Halving is logarithmic. Any algorithm that discards half the remaining input at each step is O(log n). Binary search eliminates half the candidates per iteration.

def binary_search(arr, target):
    left, right = 0, len(arr) - 1
    while left <= right:
        mid = left + (right - left) // 2
        if arr[mid] == target:
            return mid
        elif arr[mid] < target:
            left = mid + 1
        else:
            right = mid - 1
    return -1

A billion-element sorted array needs at most 30 binary search steps. Thirty. That's O(log n) in practice, and it's why anyone who has binary search seared into their brain feels slightly smug at the grocery store.

Recursion Changes the Calculation

Loops are straightforward. Recursive algorithms need a different approach, and they catch people off guard.

Runtime depends on two things: how many recursive calls you make, and how much work each one does. Merge sort calls itself twice on half the input, then does O(n) work to merge. There are O(log n) levels of splitting, each doing O(n) total work. Product: O(n log n).

Naively computing Fibonacci is O(2^n), because without caching you recompute the same subproblems exponentially. Memoize them and the same algorithm becomes O(n). Same code, same structure. One change makes it go from "heat death of the universe" to "instant."

The structure of the recursion tree is everything.

Recursion Time Complexity covers the full toolkit, including the Master Theorem and how to analyze any recurrence.

When Constants Matter

Big-O hides constants, which trips people up early on.

O(n) doesn't mean "fast." An algorithm with a 10,000x constant factor will get beaten by a clean O(n) implementation at any practical input size, even though both are technically "O(n)." When two algorithms share the same complexity class, constants and cache behavior decide the winner.

When they differ by a full class, the class wins at any non-trivial scale. Use complexity class to eliminate options, then use benchmarks to choose between the survivors.

Think of it as a two-round tournament. Big-O is the bracket. Benchmarks are the tiebreaker.

What Interviewers Actually Score

When an interviewer asks for your complexity, they're running two tests simultaneously.

Correct computation means knowing that your nested loop is O(n²), your binary search is O(log n), your hash map lookup is O(1) amortized. This is table stakes.

Tradeoff reasoning is where you actually score. Sorting once in O(n log n) to enable twenty O(log n) binary searches might be the right call. An extra pass can turn O(n²) into O(n). A hash set trades memory for time.

Every interview problem has at least one complexity improvement buried inside it. The brute force usually works. The optimal solution is often one insight away.
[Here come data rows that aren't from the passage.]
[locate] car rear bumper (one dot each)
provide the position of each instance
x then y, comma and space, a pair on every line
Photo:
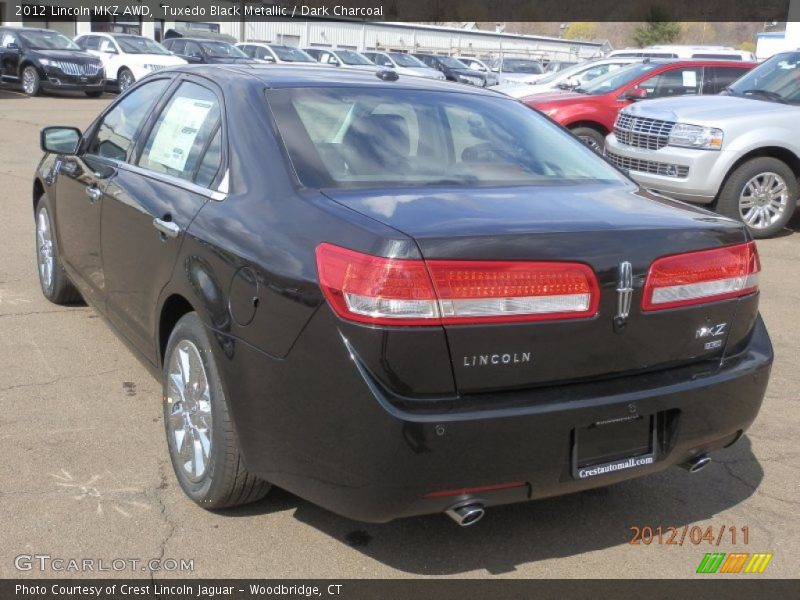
317, 424
681, 173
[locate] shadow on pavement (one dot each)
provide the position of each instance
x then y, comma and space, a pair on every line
543, 529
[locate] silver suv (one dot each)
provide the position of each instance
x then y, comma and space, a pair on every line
738, 152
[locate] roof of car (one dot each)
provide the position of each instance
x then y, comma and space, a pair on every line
295, 75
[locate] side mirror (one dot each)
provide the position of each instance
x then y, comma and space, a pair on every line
60, 140
634, 94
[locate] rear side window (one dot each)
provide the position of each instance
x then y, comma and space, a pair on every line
182, 142
114, 137
718, 78
355, 138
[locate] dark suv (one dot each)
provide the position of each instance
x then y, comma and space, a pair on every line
46, 59
453, 69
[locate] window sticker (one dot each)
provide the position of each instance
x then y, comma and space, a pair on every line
178, 131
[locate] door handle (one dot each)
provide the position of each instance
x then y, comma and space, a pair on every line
94, 193
167, 228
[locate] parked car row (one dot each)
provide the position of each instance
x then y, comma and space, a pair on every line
397, 299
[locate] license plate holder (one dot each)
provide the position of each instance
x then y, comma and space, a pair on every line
606, 447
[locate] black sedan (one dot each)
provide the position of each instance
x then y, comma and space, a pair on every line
43, 59
393, 297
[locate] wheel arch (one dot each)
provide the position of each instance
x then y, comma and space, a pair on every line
778, 152
174, 307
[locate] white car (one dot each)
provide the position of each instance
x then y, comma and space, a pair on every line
567, 79
404, 64
517, 70
338, 57
276, 53
478, 65
127, 58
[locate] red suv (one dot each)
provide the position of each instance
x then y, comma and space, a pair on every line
590, 111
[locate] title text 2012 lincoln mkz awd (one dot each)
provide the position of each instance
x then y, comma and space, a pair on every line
394, 296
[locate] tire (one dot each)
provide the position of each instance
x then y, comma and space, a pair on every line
761, 193
591, 137
54, 281
125, 79
214, 475
31, 82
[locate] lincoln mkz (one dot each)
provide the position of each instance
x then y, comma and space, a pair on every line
392, 296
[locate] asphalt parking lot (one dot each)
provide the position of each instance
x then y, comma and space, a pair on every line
85, 472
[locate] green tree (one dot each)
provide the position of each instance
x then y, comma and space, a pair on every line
581, 31
657, 29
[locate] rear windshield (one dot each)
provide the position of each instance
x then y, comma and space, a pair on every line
519, 65
347, 137
616, 79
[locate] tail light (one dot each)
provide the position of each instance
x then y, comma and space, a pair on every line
376, 290
701, 277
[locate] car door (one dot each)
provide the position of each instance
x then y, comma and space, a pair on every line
9, 54
153, 199
83, 179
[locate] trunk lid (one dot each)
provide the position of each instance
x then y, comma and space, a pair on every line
600, 225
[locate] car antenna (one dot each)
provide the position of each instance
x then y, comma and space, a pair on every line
387, 75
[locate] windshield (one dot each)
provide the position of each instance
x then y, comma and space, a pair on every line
349, 57
134, 44
616, 79
776, 79
352, 137
221, 50
290, 54
405, 60
522, 65
451, 63
47, 40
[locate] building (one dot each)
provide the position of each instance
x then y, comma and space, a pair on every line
354, 34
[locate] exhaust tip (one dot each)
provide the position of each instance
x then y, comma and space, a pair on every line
466, 514
698, 463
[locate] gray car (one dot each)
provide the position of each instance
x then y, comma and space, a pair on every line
738, 152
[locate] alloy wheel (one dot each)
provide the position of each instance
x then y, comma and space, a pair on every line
189, 410
763, 200
125, 81
28, 81
44, 249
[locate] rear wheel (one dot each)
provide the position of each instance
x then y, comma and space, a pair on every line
201, 437
762, 193
125, 79
591, 137
31, 82
55, 283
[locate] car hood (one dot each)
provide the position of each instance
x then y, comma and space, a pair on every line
70, 55
166, 60
707, 109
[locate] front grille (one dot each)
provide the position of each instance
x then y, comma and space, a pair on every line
79, 69
642, 132
648, 166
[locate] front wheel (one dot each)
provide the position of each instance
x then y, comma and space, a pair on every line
201, 437
55, 283
31, 82
591, 137
125, 79
762, 193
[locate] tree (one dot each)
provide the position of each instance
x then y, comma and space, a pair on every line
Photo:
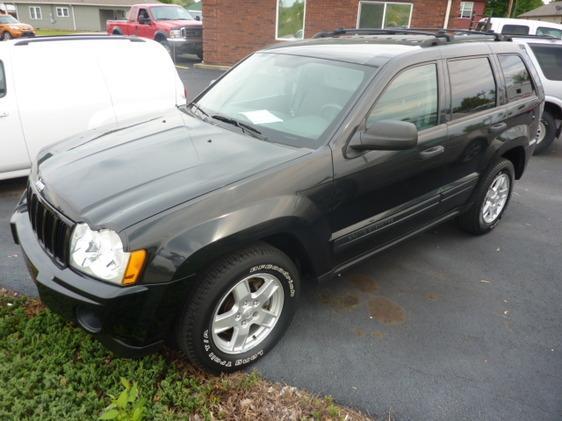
498, 8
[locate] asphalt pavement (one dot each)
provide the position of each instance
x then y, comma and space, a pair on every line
446, 326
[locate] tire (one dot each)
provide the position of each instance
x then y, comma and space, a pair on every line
212, 346
476, 220
548, 124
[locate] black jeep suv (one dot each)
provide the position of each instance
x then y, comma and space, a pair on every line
304, 159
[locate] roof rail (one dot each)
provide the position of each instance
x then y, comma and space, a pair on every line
27, 41
386, 31
545, 36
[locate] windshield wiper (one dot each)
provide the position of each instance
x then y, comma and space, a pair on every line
243, 126
198, 108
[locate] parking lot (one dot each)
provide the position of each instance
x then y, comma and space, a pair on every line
445, 326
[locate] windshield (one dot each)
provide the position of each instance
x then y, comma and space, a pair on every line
170, 13
7, 19
289, 99
550, 59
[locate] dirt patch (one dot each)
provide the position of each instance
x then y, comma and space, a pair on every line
432, 296
364, 283
386, 311
339, 302
358, 331
377, 334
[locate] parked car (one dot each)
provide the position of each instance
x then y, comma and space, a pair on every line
509, 26
10, 28
52, 88
169, 24
546, 55
303, 160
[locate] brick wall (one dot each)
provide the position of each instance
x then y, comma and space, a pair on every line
236, 28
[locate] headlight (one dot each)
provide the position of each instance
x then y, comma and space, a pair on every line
175, 33
100, 254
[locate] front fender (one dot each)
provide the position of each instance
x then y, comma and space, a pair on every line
190, 250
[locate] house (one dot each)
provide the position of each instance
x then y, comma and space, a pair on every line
71, 15
235, 28
551, 12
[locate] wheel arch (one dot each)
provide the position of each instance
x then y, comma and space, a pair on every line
518, 158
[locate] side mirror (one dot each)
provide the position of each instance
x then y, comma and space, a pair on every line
386, 135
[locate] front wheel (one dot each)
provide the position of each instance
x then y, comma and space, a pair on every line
241, 307
490, 199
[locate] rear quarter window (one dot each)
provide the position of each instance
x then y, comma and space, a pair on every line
515, 30
473, 86
550, 60
518, 82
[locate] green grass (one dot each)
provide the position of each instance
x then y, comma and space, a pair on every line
51, 370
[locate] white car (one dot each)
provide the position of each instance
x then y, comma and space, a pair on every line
52, 88
520, 27
546, 55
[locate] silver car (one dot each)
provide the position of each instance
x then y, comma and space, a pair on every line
546, 54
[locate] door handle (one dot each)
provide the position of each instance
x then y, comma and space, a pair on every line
498, 128
432, 152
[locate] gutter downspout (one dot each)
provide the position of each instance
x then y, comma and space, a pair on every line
73, 17
447, 14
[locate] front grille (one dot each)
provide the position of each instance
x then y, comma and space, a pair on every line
51, 230
192, 32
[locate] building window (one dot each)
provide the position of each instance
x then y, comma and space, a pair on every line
35, 13
377, 14
62, 12
290, 19
467, 8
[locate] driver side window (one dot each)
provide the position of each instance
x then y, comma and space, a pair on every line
411, 96
143, 15
2, 81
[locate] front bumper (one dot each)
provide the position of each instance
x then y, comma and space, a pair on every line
186, 45
131, 321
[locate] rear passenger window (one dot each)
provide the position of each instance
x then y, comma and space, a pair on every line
515, 30
550, 59
517, 78
473, 87
2, 81
411, 96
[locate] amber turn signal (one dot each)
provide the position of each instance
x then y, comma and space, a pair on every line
135, 266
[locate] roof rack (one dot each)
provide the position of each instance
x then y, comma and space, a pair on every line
33, 40
447, 35
386, 31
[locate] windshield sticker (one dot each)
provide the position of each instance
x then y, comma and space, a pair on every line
261, 117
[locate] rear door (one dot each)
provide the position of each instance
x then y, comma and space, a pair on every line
14, 156
474, 122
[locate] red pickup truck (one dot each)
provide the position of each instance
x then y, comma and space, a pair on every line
169, 24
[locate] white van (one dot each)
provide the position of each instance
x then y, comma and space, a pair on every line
52, 88
519, 27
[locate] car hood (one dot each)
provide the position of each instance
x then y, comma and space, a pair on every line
176, 24
124, 175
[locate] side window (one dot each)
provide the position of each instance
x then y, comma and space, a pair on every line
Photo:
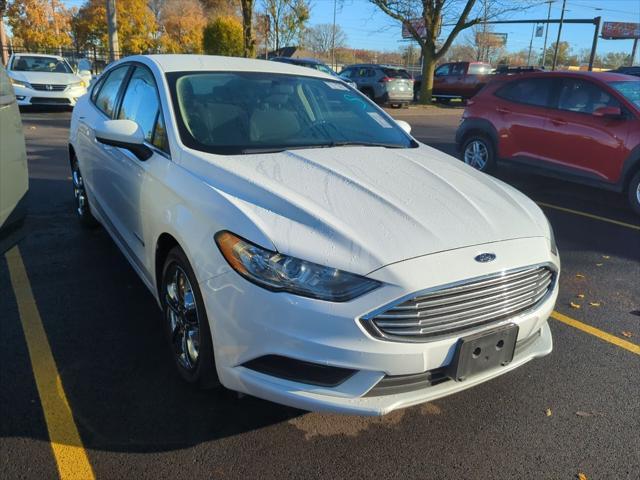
108, 93
580, 96
159, 139
457, 69
442, 70
532, 91
140, 102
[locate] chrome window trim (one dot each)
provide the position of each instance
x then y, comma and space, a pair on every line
369, 326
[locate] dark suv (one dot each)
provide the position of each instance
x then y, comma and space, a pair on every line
383, 84
580, 126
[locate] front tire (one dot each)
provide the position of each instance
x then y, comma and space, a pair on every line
633, 193
478, 152
186, 322
83, 210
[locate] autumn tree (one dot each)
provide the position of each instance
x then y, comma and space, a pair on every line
288, 20
319, 39
425, 19
40, 24
223, 36
248, 42
136, 25
181, 23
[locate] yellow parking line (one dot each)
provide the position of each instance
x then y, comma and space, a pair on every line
607, 337
589, 215
70, 455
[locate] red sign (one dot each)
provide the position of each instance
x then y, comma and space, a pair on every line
620, 30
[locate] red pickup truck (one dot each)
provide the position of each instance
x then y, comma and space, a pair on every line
457, 80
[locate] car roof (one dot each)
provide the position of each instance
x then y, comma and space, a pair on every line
43, 55
199, 63
599, 76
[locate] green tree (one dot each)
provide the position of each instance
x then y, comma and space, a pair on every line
223, 36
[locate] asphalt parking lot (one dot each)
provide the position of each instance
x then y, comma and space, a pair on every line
574, 411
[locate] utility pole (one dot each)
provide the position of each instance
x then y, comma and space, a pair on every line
546, 34
555, 52
531, 45
4, 57
114, 48
333, 38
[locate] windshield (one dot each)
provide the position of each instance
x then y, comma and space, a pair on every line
630, 90
249, 112
396, 73
40, 64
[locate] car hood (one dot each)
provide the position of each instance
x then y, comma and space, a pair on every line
361, 208
45, 77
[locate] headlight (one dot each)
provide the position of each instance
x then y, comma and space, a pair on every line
281, 273
20, 83
552, 239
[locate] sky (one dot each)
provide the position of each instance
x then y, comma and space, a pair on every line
368, 28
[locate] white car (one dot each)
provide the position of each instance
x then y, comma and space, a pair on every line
303, 247
44, 80
14, 176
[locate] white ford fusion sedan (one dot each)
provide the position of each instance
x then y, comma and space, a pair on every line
303, 247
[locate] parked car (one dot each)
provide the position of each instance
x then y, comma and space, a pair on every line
383, 84
44, 80
580, 126
457, 80
315, 64
303, 247
635, 71
14, 177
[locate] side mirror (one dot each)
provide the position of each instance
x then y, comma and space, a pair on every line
124, 134
404, 125
607, 112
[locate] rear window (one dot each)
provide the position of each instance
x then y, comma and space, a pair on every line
479, 69
530, 91
396, 73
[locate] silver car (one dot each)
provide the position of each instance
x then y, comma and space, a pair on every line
386, 85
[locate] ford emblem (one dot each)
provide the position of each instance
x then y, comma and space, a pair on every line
485, 257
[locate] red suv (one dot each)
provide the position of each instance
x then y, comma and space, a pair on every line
580, 126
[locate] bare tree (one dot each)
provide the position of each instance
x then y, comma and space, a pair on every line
424, 20
319, 38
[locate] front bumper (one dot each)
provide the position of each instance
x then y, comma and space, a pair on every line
28, 96
248, 322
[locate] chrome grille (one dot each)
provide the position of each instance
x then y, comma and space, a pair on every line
45, 87
464, 306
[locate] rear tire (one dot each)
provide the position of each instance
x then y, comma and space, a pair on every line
633, 193
479, 152
83, 209
186, 323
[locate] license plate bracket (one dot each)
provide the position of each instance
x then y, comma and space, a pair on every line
483, 351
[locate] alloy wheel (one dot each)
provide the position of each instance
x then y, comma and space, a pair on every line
182, 318
476, 154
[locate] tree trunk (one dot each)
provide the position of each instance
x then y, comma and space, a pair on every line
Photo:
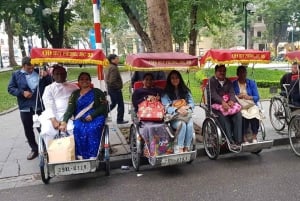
8, 30
137, 26
159, 25
55, 35
193, 32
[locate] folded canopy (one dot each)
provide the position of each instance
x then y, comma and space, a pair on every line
161, 61
235, 56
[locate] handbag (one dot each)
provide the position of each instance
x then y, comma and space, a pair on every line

Interviewers want to see you find that gap, explain why your solution lands where it does, and articulate what you'd give up to go faster.

Five Coding Interview Time Complexity Floors shows how this plays out on real problems. For how time trades against memory, Time and Space Complexity covers the full picture.

Practice Saying It Out Loud

Knowing complexity is one skill. Explaining it under pressure is another.

Interviewers want to hear the reasoning: "I sort in O(n log n), then each binary search is O(log n), and with q queries total it's O((n + q) log n)." That sentence is expected. Silence after writing correct code leaves a dimension unscored, and a confused interviewer staring at your code trying to figure out if you know what you wrote.

If that verbal walkthrough feels unnatural, the gap is real and trainable. SpaceComplexity runs voice-based mock interviews with rubric-level feedback on exactly this: does your complexity analysis hold up in real time, or does it fall apart when someone asks you to justify it?

Key Takeaways

Time complexity describes how runtime grows as input grows, independent of hardware or language.
Big-O captures the dominant growth term, dropping constants and lower-order terms.
The six classes to know: O(1), O(log n), O(n), O(n log n), O(n²), O(2^n).
Three rules cover most code: loops multiply, sequential blocks add (keep the dominant term), halving is logarithmic.
Benchmarks measure one data point. Complexity predicts behavior at any scale.
In interviews, correct computation plus tradeoff reasoning is the full answer.